Spadają dochody z podatków
Treść
W Wadowicach gmina będzie zmuszona do przeorientowania swoich planów w wydatkach na ten rok, ponieważ do miejskiej kasy wpływa mniej pieniędzy z podatków od osób fizycznych i prawnych niż zaplanowano w chwili uchwalania budżetu. Wadowicki budżet może być szczuplejszy w tym roku tylko z tego powodu o jeden milion złotych.
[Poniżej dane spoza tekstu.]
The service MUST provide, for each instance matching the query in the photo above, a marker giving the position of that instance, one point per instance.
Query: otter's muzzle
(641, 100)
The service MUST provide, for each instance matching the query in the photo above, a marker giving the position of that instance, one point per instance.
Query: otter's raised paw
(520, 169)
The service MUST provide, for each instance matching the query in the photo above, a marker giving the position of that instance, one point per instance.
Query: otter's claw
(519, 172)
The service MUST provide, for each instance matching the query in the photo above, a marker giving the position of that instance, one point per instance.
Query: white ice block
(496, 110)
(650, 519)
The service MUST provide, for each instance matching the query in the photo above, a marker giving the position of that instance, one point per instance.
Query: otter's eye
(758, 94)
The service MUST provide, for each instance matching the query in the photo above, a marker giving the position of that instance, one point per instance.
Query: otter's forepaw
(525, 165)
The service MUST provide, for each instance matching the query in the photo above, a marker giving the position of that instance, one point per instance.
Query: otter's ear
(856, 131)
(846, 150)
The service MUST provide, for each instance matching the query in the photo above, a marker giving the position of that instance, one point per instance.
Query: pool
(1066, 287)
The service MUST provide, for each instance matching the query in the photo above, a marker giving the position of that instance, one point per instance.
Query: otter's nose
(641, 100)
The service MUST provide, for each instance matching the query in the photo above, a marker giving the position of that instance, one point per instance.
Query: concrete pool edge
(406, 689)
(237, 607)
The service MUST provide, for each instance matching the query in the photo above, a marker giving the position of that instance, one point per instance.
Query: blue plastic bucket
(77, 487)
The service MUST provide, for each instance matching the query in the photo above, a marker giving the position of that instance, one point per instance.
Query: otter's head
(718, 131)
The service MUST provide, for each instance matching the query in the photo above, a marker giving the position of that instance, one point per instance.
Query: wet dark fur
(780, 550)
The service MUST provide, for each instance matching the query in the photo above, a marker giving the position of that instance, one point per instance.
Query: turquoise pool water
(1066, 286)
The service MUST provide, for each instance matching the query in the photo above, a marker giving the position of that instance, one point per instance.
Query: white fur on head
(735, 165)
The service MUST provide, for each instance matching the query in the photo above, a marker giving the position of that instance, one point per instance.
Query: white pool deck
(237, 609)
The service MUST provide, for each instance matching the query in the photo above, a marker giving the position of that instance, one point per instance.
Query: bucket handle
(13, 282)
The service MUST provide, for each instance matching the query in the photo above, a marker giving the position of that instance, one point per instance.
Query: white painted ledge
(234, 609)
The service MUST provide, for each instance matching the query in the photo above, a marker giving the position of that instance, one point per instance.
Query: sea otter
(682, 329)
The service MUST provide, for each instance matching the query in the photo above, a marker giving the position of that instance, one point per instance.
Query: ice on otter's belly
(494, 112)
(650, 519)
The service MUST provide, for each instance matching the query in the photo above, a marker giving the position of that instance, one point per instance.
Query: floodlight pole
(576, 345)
Na budżecie miejskim odbija się recesja i brak koniunktury gospodarczej w ubiegłym roku i pierwszym półroczu obecnego.
W Urzędzie Miejskim skarbnik Bożena Flasz nie ma złudzeń, że zakładany przez Ministerstwo Finansów dochód dla gminy od podatków PIT i CIT w tym roku będzie znacznie mniejszy niż ministerstwo zakładało. - Z podatku dochodowego od osób fizycznych mieliśmy otrzymać w tym roku 8 mln zł. Taką informację przekazało nam ministerstwo przed uchwaleniem budżetu. Ja założyłam, że będzie to około 7,8 mln zł, ale już teraz widzę, że mój optymizm był daleko idący - analizuje skarbnik miejski Bożena Flasz. Za pierwsze półrocze z tego tytułu do kasy miejskiej wpłynęło 2,9 mln zł. - Nawet biorąc pod uwagę, że dynamika pierwszego półrocza jest nieco mniejsza niż drugiego, to tylko z podatku od osób fizycznych zabraknie nam 600 tys. w stosunku do zaplanowanych dochodów - podlicza skarbnik miasta.
Wcale nie lepiej wyglądają wpływy z podatku dochodowego od osób prawnych. W tym przypadku radni uchwalając budżet założyli wpływ do kasy na poziomie 1 mln zł. Ale po pół roku okazało się, że do kasy dotarło 380 tys. zł, podczas gdy w analogicznym okresie zeszłego roku było to 530 tys. zł.
W sumie wadowicki budżet może odnotować w tym roku brak jednego miliona złotych. To niemało, biorąc pod uwagę, że mniej więcej tyle kosztowałoby wybudowanie sali gimnastycznej przy jednej ze szkół. - Jest tak, że któryś rok z kolei ministerstwo finansów zawyża plan dochodów z podatków, przekazując te informację gminie i stawia nas w trudnej sytuacji, kiedy ten plan nie ma nic wspólnego z rzeczywistością, nie interesując się jednocześnie, co się dalej z dochodami z tych podatków dzieje - komentuje skarbnik miasta Bożena Flasz.